It would be safe to assume that if your dad was one of the greatest guitar players who ever lived, your own guitar-playing journey would be in safe hands. But that, surprisingly, wasn’t the case for Wolfgang Van Halen – his dad was a “terrible” teacher.
The Mammoth multi-instrumentalist is on the promo trail for his third album, which has already given us a cheeky Hot For Teacher tribute and tapping licks that Ola Englund daren’t try to imitate; now, he’s revealed that he has Paul Gilbert to thank for his earliest six-string skills.
“My dad was a great guitarist but a terrible guitar teacher – he’d tell you that himself,” Wolfgang reveals to Guitar.com. “He even called Paul Gilbert one time and asked him if he would give me a lesson, and he laughed his ass off.”
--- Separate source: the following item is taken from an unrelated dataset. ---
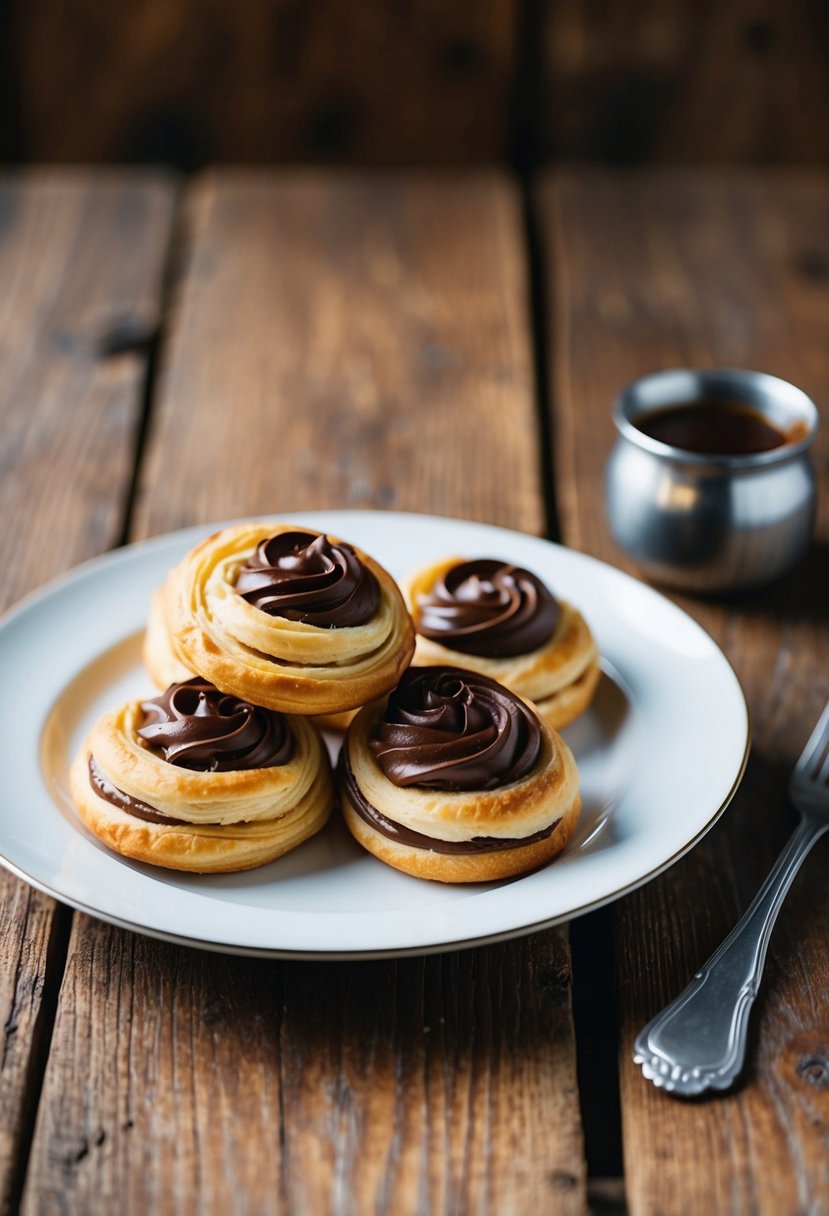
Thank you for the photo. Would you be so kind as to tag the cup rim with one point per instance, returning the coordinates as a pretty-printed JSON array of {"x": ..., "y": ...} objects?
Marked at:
[{"x": 774, "y": 398}]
Aside from his exemplary shredding in Mr Big, Racer X, and across his multi-faceted solo career, Paul Gilbert has got plenty of teaching experience under his belt. He had a column in Total Guitar, spanning 30-plus issues, had previously done likewise for Guitar Player, and has taught the likes of Buckethead and Satchel from Steel Panther.
“That just shows you how he felt about being a teacher,” Wolfgang continues. “And, yeah, he was right. He’d be like, ‘Just do it like this.’ ‘Well, how?!’ You’re at such a different level, you’re just not even thinking in the same way.”
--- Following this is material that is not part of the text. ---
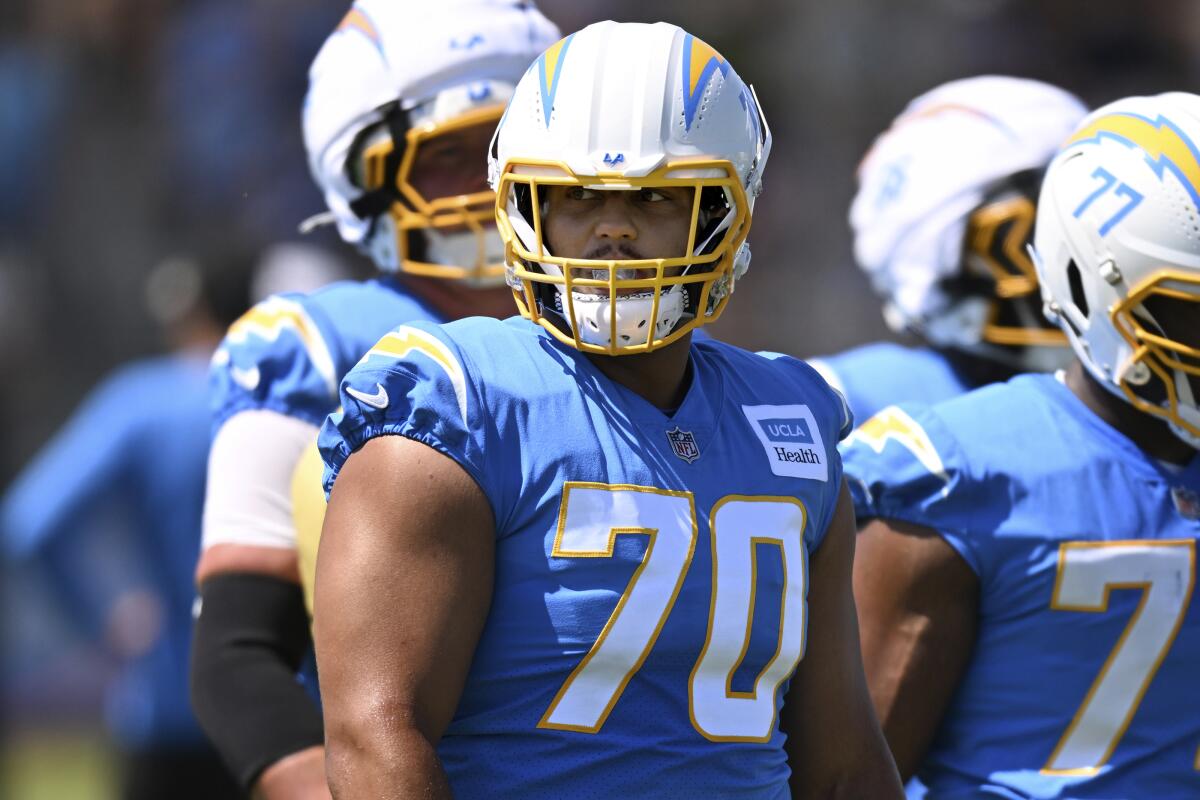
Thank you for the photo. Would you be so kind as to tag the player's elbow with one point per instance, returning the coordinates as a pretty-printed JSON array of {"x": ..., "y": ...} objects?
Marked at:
[{"x": 375, "y": 744}]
That doesn’t mean his pop didn’t impart any knowledge to his son. Speaking with MusicRadar last summer, he said the biggest guitar solo lesson he ever got was from his dad, who instilled the need for melody over virtuosity to make them stand out.
“Not every song needs a solo,” he had said. “You can play a solo that's one note that can be way more impressive than a solo that's 2000 notes. It's not really the speed at which you play.”
He pointed to Intervals’ Aaron Marshall – whom he recently gifted his new signature guitar – as an example of a player taking his dad’s philosophy on board. He had called him “a singer as a guitar player.”
Elsewhere, Wolfgang has spoken of the risk of covering Van Halen songs live, and why recording Mammoth songs with Eddie's infamous Frankenstein Strat makes him feel “closer to Pop.”